The Dirac delta allows us to remove the \(\vec{r_2}\) dependence by expressing these in \(\vec{r_1}\). The still undetermined relation between \(\vec{r_1}\) and \(\vec{r_2}\) is given by \(\vec{r_2} = f(\vec{r_1})\). Applying this removes one of the two volume integrations. Using spherical coordinates, the resulting single volume integration can be written as:

$$ \sigma (y) = \int_{r_0}^{r_{max}} \int_0^{\theta_{max}(r)} \int_0^{2\pi} \rho(r_1)\rho_2(f(r_1))\frac{r_1}{f(r_1)} \sin(\theta_1) d\phi_1 d\theta_1 dr_1 \tag{3} $$

Here we have made use of the fact that the density \(\rho\) is only dependent on \(r\) and not on \(\phi\) and \(\theta \). The integral over \(\phi_1\) is trivial and gives us a multiplication factor of \(2 \pi\):

$$ \sigma (y) = \ 2 \pi \int_{r_0}^{r_{max}} \int_0^{\theta_{max}(r)} \rho(r_1)\rho_2(f(r_1))\frac{r_1}{f(r_1)} \sin(\theta_1) d\theta_1 dr_1 \tag{4} $$

Now that we have reduced our integration to two dimensions, we will work out \(f(\vec{r_1})\). To do this, we introduce the vector from the origin of cell 1 to the origin of cell 2, \(\vec{y}\).

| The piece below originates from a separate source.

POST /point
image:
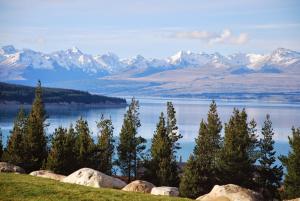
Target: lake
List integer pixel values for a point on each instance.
(189, 114)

This allows us to express \(\vec{r_2}\) in terms of \(\vec{y}\) and \(\vec{r_1}\):

$$ \vec{r_2} = \ \vec{y} - \ \vec{r_1} = \begin{bmatrix}y \\0\\ \end{bmatrix} - \begin{bmatrix} r_1 \cos(\theta_1) \\r_1 \sin(\theta_1)\\ \end{bmatrix} \tag{5} $$

Now it is straightforward to express \(r_2\) in terms of \(y\), \(r_1\) and \(\theta_1\):

$$ r_2 = \ |\vec{r_2}| = \ \sqrt{(y - r_1 \cos(\theta_1))^2 + \ r_1^2 \sin^2(\theta_1)} \tag{6} $$

Plugging this in yields the following integral:

$$ \sigma (y) = \ 2 \pi \int_{r_0}^{r_{max}} \int_0^{\theta_{max}(r)} \frac{\rho(r_1)\rho_2 \left( \sqrt{(y - r_1 \cos(\theta_1))^2 + r_1^2 \sin^2(\theta_1)}\right) r_1 \sin(\theta_1)}{ \sqrt{(y - r_1 \cos(\theta_1))^2 + r_1^2 \sin^2(\theta_1)}} d\theta_1 dr_1 \tag{7} $$

We will now have a closer look at the boundary values for \(r_1\) and \(\theta_1\). We want to integrate over the entire space. Therefore, \( \theta(max) = \pi \) and \( r_{max}=\infty \). By introducing no cut-off radius, we are able to take into account the possibility of having by chance a very large conductive radius. Here we have approximated our cells as points in space. Hence \( r_0 =0 \).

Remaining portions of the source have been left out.